Synthetic video: don’t call them deepfakes
Image credit: Flawless
Synthetic video is best known for its abusive applications – deepfake pornography and disinformation. Some companies, however, are out to prove that the technology is a useful tool in video production.
Among the many ways we have become aware that AI is gnawing away at the fabric of society is in doubting the evidence of our own eyes. Deepfakes have added fuel to existing social media, disinformation and online sexual abuse bin-fires – attracting almost uniformly negative sentiment. A 2020 study by UCL researchers published in Crime Science ranked them as the most harmful AI application.
Although there is no universally agreed-upon definition, a typical deepfake uses AI to replace a person in an existing video with another. The vast majority of deepfakes are used to switch pornographic actors with celebrity women, but they have attracted popular attention as tools of political disinformation.
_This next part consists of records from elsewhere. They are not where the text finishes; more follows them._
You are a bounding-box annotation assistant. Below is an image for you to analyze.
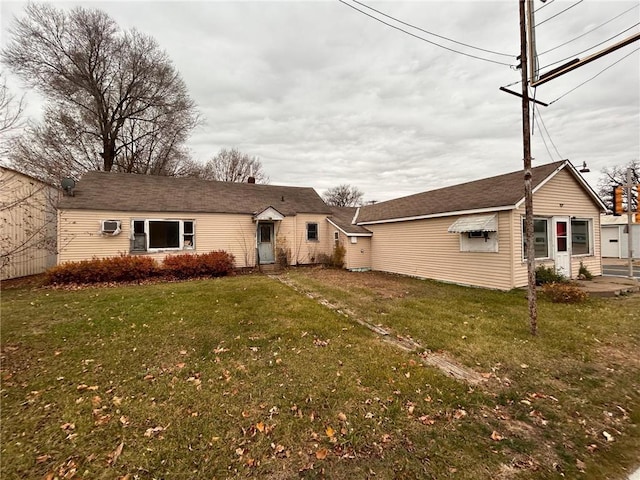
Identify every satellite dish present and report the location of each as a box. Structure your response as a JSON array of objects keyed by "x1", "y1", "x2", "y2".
[{"x1": 61, "y1": 178, "x2": 75, "y2": 195}]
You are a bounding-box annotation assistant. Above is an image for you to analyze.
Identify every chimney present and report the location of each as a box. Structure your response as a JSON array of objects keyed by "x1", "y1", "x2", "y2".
[{"x1": 248, "y1": 176, "x2": 256, "y2": 184}]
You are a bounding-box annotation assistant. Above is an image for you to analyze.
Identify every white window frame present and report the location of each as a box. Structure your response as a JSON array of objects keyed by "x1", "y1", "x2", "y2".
[
  {"x1": 522, "y1": 217, "x2": 551, "y2": 260},
  {"x1": 131, "y1": 219, "x2": 195, "y2": 252},
  {"x1": 570, "y1": 218, "x2": 593, "y2": 256}
]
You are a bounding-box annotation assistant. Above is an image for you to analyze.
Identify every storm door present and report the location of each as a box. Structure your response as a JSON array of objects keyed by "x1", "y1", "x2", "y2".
[{"x1": 258, "y1": 222, "x2": 275, "y2": 264}]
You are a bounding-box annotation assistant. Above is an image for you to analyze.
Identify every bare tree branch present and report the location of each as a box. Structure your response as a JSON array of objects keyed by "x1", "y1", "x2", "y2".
[{"x1": 323, "y1": 184, "x2": 364, "y2": 207}]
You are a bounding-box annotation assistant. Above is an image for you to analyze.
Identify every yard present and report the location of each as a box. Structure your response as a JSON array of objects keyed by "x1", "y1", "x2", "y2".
[{"x1": 1, "y1": 268, "x2": 639, "y2": 479}]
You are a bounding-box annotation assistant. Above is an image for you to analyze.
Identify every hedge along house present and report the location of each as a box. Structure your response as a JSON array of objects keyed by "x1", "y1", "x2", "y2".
[
  {"x1": 352, "y1": 160, "x2": 606, "y2": 290},
  {"x1": 56, "y1": 172, "x2": 334, "y2": 269}
]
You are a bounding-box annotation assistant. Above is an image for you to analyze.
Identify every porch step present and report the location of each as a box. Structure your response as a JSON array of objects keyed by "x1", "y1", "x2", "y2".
[{"x1": 259, "y1": 263, "x2": 281, "y2": 273}]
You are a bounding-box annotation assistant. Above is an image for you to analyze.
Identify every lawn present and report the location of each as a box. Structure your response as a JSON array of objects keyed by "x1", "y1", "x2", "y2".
[{"x1": 1, "y1": 269, "x2": 639, "y2": 479}]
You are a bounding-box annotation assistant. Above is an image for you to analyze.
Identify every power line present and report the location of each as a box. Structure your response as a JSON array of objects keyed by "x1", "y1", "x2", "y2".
[
  {"x1": 538, "y1": 4, "x2": 639, "y2": 56},
  {"x1": 538, "y1": 23, "x2": 639, "y2": 72},
  {"x1": 535, "y1": 107, "x2": 563, "y2": 159},
  {"x1": 548, "y1": 46, "x2": 640, "y2": 104},
  {"x1": 534, "y1": 0, "x2": 555, "y2": 14},
  {"x1": 337, "y1": 0, "x2": 514, "y2": 67},
  {"x1": 349, "y1": 0, "x2": 514, "y2": 58},
  {"x1": 536, "y1": 0, "x2": 584, "y2": 27},
  {"x1": 533, "y1": 110, "x2": 556, "y2": 162}
]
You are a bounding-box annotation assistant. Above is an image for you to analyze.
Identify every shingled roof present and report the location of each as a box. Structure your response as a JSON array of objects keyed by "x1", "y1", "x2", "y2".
[
  {"x1": 356, "y1": 161, "x2": 600, "y2": 224},
  {"x1": 327, "y1": 207, "x2": 372, "y2": 235},
  {"x1": 58, "y1": 171, "x2": 332, "y2": 216}
]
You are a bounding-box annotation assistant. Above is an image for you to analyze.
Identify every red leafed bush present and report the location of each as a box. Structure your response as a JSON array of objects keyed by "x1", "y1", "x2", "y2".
[
  {"x1": 46, "y1": 255, "x2": 160, "y2": 285},
  {"x1": 541, "y1": 282, "x2": 588, "y2": 303},
  {"x1": 162, "y1": 251, "x2": 235, "y2": 279}
]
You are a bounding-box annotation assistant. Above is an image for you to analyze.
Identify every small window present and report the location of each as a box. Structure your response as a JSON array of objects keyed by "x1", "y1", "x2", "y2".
[
  {"x1": 571, "y1": 219, "x2": 591, "y2": 255},
  {"x1": 468, "y1": 231, "x2": 484, "y2": 238},
  {"x1": 132, "y1": 220, "x2": 146, "y2": 251},
  {"x1": 334, "y1": 231, "x2": 339, "y2": 246},
  {"x1": 307, "y1": 223, "x2": 318, "y2": 241},
  {"x1": 523, "y1": 218, "x2": 549, "y2": 259},
  {"x1": 184, "y1": 221, "x2": 195, "y2": 249}
]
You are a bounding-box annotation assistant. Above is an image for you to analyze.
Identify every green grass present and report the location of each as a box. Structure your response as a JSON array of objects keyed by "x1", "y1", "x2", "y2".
[{"x1": 1, "y1": 271, "x2": 639, "y2": 479}]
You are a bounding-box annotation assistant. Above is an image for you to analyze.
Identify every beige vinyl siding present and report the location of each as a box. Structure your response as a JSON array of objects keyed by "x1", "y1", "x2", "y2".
[
  {"x1": 1, "y1": 168, "x2": 59, "y2": 280},
  {"x1": 58, "y1": 210, "x2": 258, "y2": 268},
  {"x1": 58, "y1": 210, "x2": 334, "y2": 268},
  {"x1": 368, "y1": 212, "x2": 514, "y2": 290},
  {"x1": 343, "y1": 235, "x2": 372, "y2": 270},
  {"x1": 512, "y1": 168, "x2": 602, "y2": 286}
]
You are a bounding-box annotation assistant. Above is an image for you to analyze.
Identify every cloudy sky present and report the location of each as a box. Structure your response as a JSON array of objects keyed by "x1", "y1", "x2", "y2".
[{"x1": 1, "y1": 0, "x2": 639, "y2": 202}]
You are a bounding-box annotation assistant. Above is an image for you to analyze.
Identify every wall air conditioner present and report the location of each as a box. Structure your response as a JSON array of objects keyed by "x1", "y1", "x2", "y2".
[{"x1": 101, "y1": 220, "x2": 122, "y2": 236}]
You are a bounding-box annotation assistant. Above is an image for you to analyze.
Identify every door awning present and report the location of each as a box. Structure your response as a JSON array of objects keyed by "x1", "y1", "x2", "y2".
[
  {"x1": 448, "y1": 214, "x2": 497, "y2": 233},
  {"x1": 253, "y1": 206, "x2": 285, "y2": 221}
]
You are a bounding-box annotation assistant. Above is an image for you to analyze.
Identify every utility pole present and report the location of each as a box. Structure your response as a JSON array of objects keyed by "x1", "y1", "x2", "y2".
[
  {"x1": 519, "y1": 0, "x2": 537, "y2": 336},
  {"x1": 627, "y1": 168, "x2": 634, "y2": 278}
]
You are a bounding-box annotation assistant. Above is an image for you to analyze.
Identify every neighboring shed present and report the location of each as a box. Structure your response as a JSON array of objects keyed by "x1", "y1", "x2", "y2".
[
  {"x1": 601, "y1": 214, "x2": 640, "y2": 259},
  {"x1": 326, "y1": 207, "x2": 372, "y2": 271},
  {"x1": 57, "y1": 172, "x2": 333, "y2": 268},
  {"x1": 1, "y1": 166, "x2": 59, "y2": 280},
  {"x1": 354, "y1": 160, "x2": 606, "y2": 290}
]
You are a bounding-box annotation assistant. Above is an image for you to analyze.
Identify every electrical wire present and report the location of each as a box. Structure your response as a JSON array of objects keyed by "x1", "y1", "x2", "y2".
[
  {"x1": 536, "y1": 108, "x2": 563, "y2": 159},
  {"x1": 337, "y1": 0, "x2": 514, "y2": 67},
  {"x1": 349, "y1": 0, "x2": 514, "y2": 58},
  {"x1": 548, "y1": 46, "x2": 640, "y2": 105},
  {"x1": 534, "y1": 0, "x2": 555, "y2": 14},
  {"x1": 536, "y1": 0, "x2": 584, "y2": 27},
  {"x1": 538, "y1": 4, "x2": 639, "y2": 56},
  {"x1": 538, "y1": 22, "x2": 639, "y2": 71},
  {"x1": 534, "y1": 110, "x2": 557, "y2": 162}
]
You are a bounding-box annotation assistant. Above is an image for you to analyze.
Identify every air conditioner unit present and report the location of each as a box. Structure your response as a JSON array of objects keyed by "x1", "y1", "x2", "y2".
[{"x1": 101, "y1": 220, "x2": 121, "y2": 235}]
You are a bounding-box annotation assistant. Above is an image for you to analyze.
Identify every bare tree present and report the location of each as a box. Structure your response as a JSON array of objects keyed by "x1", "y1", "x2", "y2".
[
  {"x1": 192, "y1": 148, "x2": 270, "y2": 183},
  {"x1": 597, "y1": 160, "x2": 639, "y2": 213},
  {"x1": 2, "y1": 3, "x2": 199, "y2": 181},
  {"x1": 323, "y1": 184, "x2": 364, "y2": 207},
  {"x1": 0, "y1": 74, "x2": 26, "y2": 157}
]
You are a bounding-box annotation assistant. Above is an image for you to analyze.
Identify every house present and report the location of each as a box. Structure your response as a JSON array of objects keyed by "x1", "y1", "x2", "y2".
[
  {"x1": 601, "y1": 214, "x2": 640, "y2": 258},
  {"x1": 1, "y1": 166, "x2": 59, "y2": 280},
  {"x1": 56, "y1": 160, "x2": 605, "y2": 290},
  {"x1": 351, "y1": 160, "x2": 606, "y2": 290},
  {"x1": 57, "y1": 172, "x2": 335, "y2": 268}
]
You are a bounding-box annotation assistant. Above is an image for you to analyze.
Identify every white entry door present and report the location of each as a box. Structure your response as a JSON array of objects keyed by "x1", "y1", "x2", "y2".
[
  {"x1": 258, "y1": 222, "x2": 275, "y2": 264},
  {"x1": 552, "y1": 217, "x2": 571, "y2": 277}
]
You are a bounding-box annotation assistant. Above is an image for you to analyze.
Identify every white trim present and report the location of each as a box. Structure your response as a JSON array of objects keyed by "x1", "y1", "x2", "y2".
[
  {"x1": 357, "y1": 205, "x2": 514, "y2": 226},
  {"x1": 326, "y1": 218, "x2": 373, "y2": 237},
  {"x1": 253, "y1": 206, "x2": 285, "y2": 221},
  {"x1": 131, "y1": 218, "x2": 195, "y2": 252}
]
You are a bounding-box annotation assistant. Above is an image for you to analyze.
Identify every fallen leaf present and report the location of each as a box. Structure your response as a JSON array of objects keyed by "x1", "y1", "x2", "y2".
[
  {"x1": 235, "y1": 447, "x2": 245, "y2": 456},
  {"x1": 325, "y1": 426, "x2": 335, "y2": 438},
  {"x1": 337, "y1": 412, "x2": 347, "y2": 422},
  {"x1": 60, "y1": 422, "x2": 75, "y2": 431},
  {"x1": 602, "y1": 431, "x2": 614, "y2": 442},
  {"x1": 144, "y1": 426, "x2": 165, "y2": 437},
  {"x1": 454, "y1": 409, "x2": 467, "y2": 420},
  {"x1": 112, "y1": 396, "x2": 123, "y2": 406},
  {"x1": 490, "y1": 431, "x2": 503, "y2": 441},
  {"x1": 576, "y1": 459, "x2": 586, "y2": 471},
  {"x1": 36, "y1": 454, "x2": 52, "y2": 464},
  {"x1": 108, "y1": 441, "x2": 124, "y2": 466},
  {"x1": 256, "y1": 421, "x2": 265, "y2": 433},
  {"x1": 316, "y1": 448, "x2": 328, "y2": 460},
  {"x1": 91, "y1": 395, "x2": 102, "y2": 407},
  {"x1": 176, "y1": 362, "x2": 186, "y2": 369}
]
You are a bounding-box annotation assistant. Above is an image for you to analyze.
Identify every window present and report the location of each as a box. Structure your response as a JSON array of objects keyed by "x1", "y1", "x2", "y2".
[
  {"x1": 571, "y1": 219, "x2": 591, "y2": 255},
  {"x1": 307, "y1": 223, "x2": 318, "y2": 241},
  {"x1": 131, "y1": 219, "x2": 195, "y2": 252},
  {"x1": 334, "y1": 231, "x2": 339, "y2": 246},
  {"x1": 523, "y1": 218, "x2": 549, "y2": 259}
]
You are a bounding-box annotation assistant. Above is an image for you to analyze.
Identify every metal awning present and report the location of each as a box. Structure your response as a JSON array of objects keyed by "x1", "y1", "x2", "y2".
[{"x1": 447, "y1": 214, "x2": 497, "y2": 233}]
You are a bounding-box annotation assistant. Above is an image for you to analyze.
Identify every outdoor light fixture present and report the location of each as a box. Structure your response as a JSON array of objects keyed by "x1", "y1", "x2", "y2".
[{"x1": 579, "y1": 161, "x2": 590, "y2": 173}]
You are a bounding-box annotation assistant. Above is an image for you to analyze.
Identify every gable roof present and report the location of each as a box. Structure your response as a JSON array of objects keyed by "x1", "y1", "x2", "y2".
[
  {"x1": 58, "y1": 171, "x2": 332, "y2": 216},
  {"x1": 327, "y1": 207, "x2": 372, "y2": 236},
  {"x1": 356, "y1": 161, "x2": 605, "y2": 224}
]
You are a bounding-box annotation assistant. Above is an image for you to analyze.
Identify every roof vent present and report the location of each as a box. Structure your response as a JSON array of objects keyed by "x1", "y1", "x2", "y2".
[{"x1": 248, "y1": 176, "x2": 256, "y2": 184}]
In March, a poor-quality deepfake of President Volodymyr Zelensky announcing Ukraine’s surrender to Russia surfaced on social media for a brief round of ridicule, before being removed.
There is an argument to be made that it is abusive intent that must be policed and not the technology itself. In fact, many companies have emerged in recent years seeking to demonstrate the potential of deepfakes, and synthetic video more broadly: Deep Word, Flawless, Deepdub, Anymate Me, and others.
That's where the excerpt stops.